The other case that we have is when the input is one unsorted array
What we want to do...?
PART ONE: Slice recursively the array "in half" until we reach the length of ONE element, then (when we meet the "base case"), return the sliced array. Conceptual example for input: [1,0,100]
Original: [1,0,100]
First slice: [1] and [0,100]
Second slice: [0] and [100]
Example:
function sliceArrayRec(arr) {
if (arr.length < 2) {
console.log('********** ', arr)
return arr;
}
const middle = Math.floor(arr.length / 2);
const arr1 = arr.slice(0, middle);
const arr2 = arr.slice(middle);
console.log(arr1);
console.log(arr2);
console.log('-------');
// recursion
sliceArrayRec(arr1);
sliceArrayRec(arr2);
}
sliceArrayRec([1,0,100]);And the output will be:
[ 1 ]
[ 0, 100 ]
-------
********** [ 1 ]
[ 0 ]
[ 100 ]
-------
********** [ 0 ]
********** [ 100 ]
Remember our conceptual table...
The first time we execute the function we slice the array and, since the first subarray (part) has JUST one element we return it.
Result: [ 1 ] [ 0, 100 ] and return [ 1 ]
Given that we met the base case (one element), we move then to execute our function passing as parameter the second subarray: [ 0, 100 ]. Now, we are going to have -again- two arrays and inasmuch as both have "one element", we return both elements: [ 0 ] and [ 100 ].
It could take you some time to adapt your "mindset" to the concept of recursion. In other tutorials, we are going to address it properly, however, you can see it as a function calling itself until a "base case" is reached.

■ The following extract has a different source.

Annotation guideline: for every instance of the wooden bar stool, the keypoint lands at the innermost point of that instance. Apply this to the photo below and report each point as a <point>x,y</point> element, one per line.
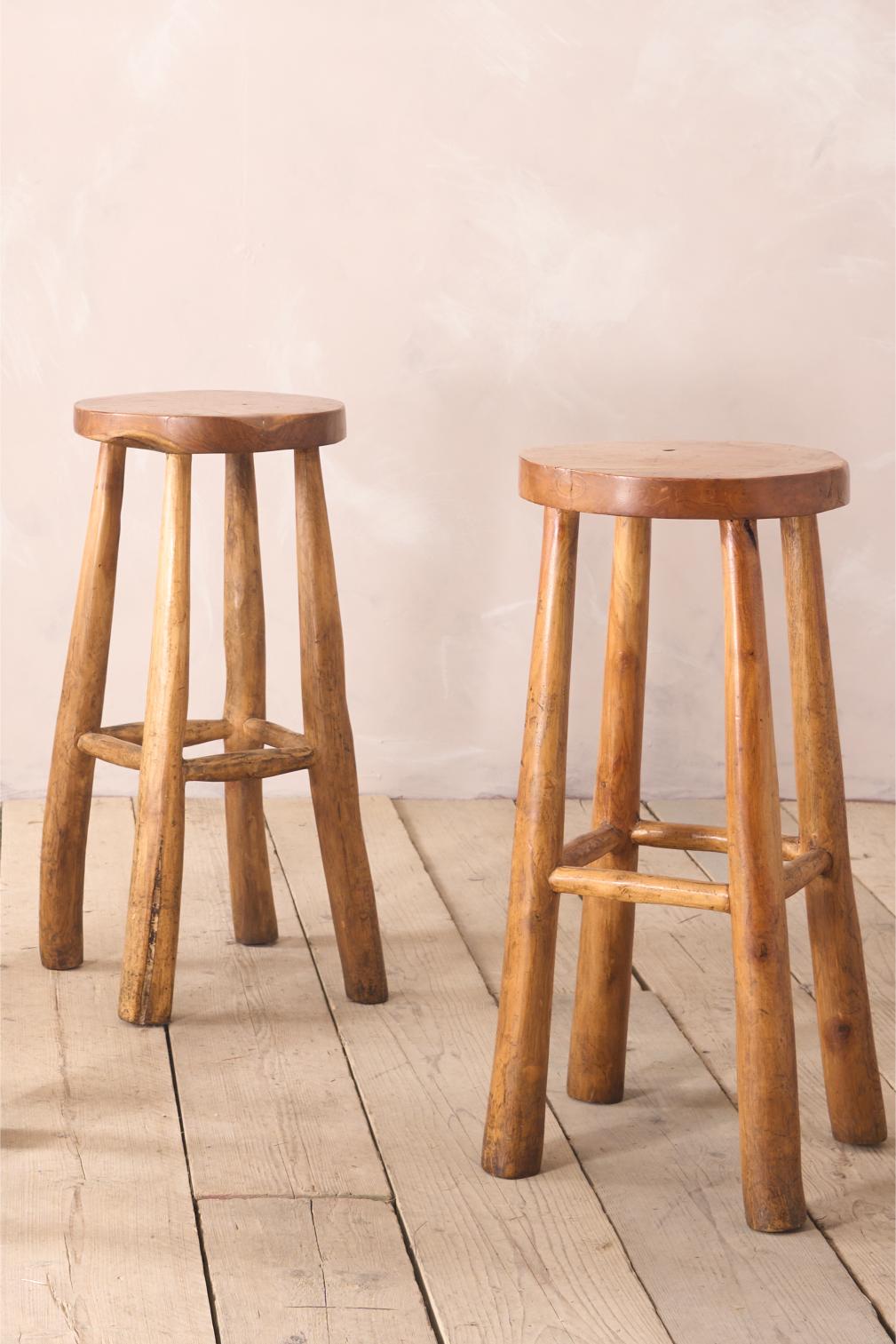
<point>178,425</point>
<point>735,484</point>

Maybe a quick and simplest example can help:
function countDown(num) {
if (num === 0) {
return;
}
console.log(num);
countDown(num - 1);
}
countDown(6);Output:
6
5
4
3
2
1
We invoke the function with 6. 6 is not strictly equal to 0 so we log in the console and call the same function passing the result of 6 - 1... And so on. Once we reach 0, we return, stopping the function´s execution. Important: You need a "base case" and return to avoid an infinite loop.

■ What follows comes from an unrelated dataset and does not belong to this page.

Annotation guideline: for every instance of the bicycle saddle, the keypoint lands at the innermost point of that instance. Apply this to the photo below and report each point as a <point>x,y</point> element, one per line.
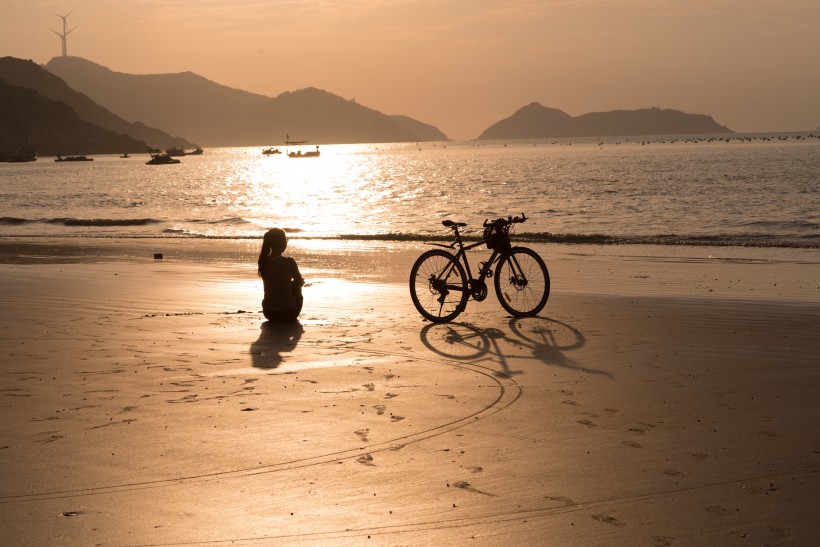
<point>451,224</point>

Let´s go back... Once our sliceArrayRec(arr) function received [ 0, 100 ] it returned 2 arrays: [ 0 ] and [ 100 ].
Luckily for us, for Case 1 we created a function, mergeAndSort(arr1, arr2) which receives 2 sorted arrays as input and it returns ONE sorted array. If we pass [ 0 ] and [ 100 ] arguments, the output will be [0, 100].
Remember: as we have 2 arrays with 1 element each... There´s no need for sort. This, allows us to meet the criteria of mergeAndSort(arr1, arr2)

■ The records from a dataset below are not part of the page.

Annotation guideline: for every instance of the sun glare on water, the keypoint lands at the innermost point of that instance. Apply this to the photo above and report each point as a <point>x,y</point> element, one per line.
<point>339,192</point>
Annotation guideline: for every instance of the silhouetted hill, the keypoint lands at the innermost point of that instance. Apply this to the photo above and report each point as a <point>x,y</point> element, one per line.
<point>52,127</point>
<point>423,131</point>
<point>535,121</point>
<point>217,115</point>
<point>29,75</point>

- 2 inputs (aka, parameters): 2 arrays
- Both arrays must be sorted
Let´s integrate both function:
function mergeAndSort(arr1, arr2) {
const result = [];
console.log('mergeAndSort', arr1, arr2)
while(arr1.length && arr2.length) {
if (arr1[0] > arr2[0]) {
// We push what we are removing from the beginning
result.push(arr2.shift())
} else {
result.push(arr1.shift())
}
}
return [...result, ...arr1, ...arr2];
}
function sliceArrayRec(arr) {
if (arr.length < 2) {
console.log('**********', arr)
return arr;
}
const middle = Math.floor(arr.length / 2);
const arr1 = arr.slice(0, middle);
const arr2 = arr.slice(middle);
console.log('sliceArrayRec', arr1, arr2);
console.log('-------');
// recursion
return mergeAndSort(sliceArrayRec(arr1), sliceArrayRec(arr2));
}
sliceArrayRec([1,0,100,5,2]);Result:
sliceArrayRec [ 1, 0 ] [ 100, 5, 2 ]
-------
sliceArrayRec [ 1 ] [ 0 ]
-------
********** [ 1 ]
********** [ 0 ]
mergeAndSort [ 1 ] [ 0 ]
sliceArrayRec [ 100 ] [ 5, 2 ]
-------
********** [ 100 ]
sliceArrayRec [ 5 ] [ 2 ]
-------
********** [ 5 ]
********** [ 2 ]
mergeAndSort [ 5 ] [ 2 ]
mergeAndSort [ 100 ] [ 2, 5 ]
mergeAndSort [ 0, 1 ] [ 2, 5, 100 ]
=> [ 0, 1, 2, 5, 100 ]
As you can see, I´m logging some "info" in the console to keep things clear and easy. The first time we invoked our function sliceArrayRec() we will have 2 arrays "as output". Then, we call recursively the same function until we reach the condition of 2 arrays with just one element each.
********** [ 1 ]
********** [ 0 ]
At this point, we return the invocation of mergeAndSort() with those arrays ([ 1 ] and [ 0 ]) as arguments recursively.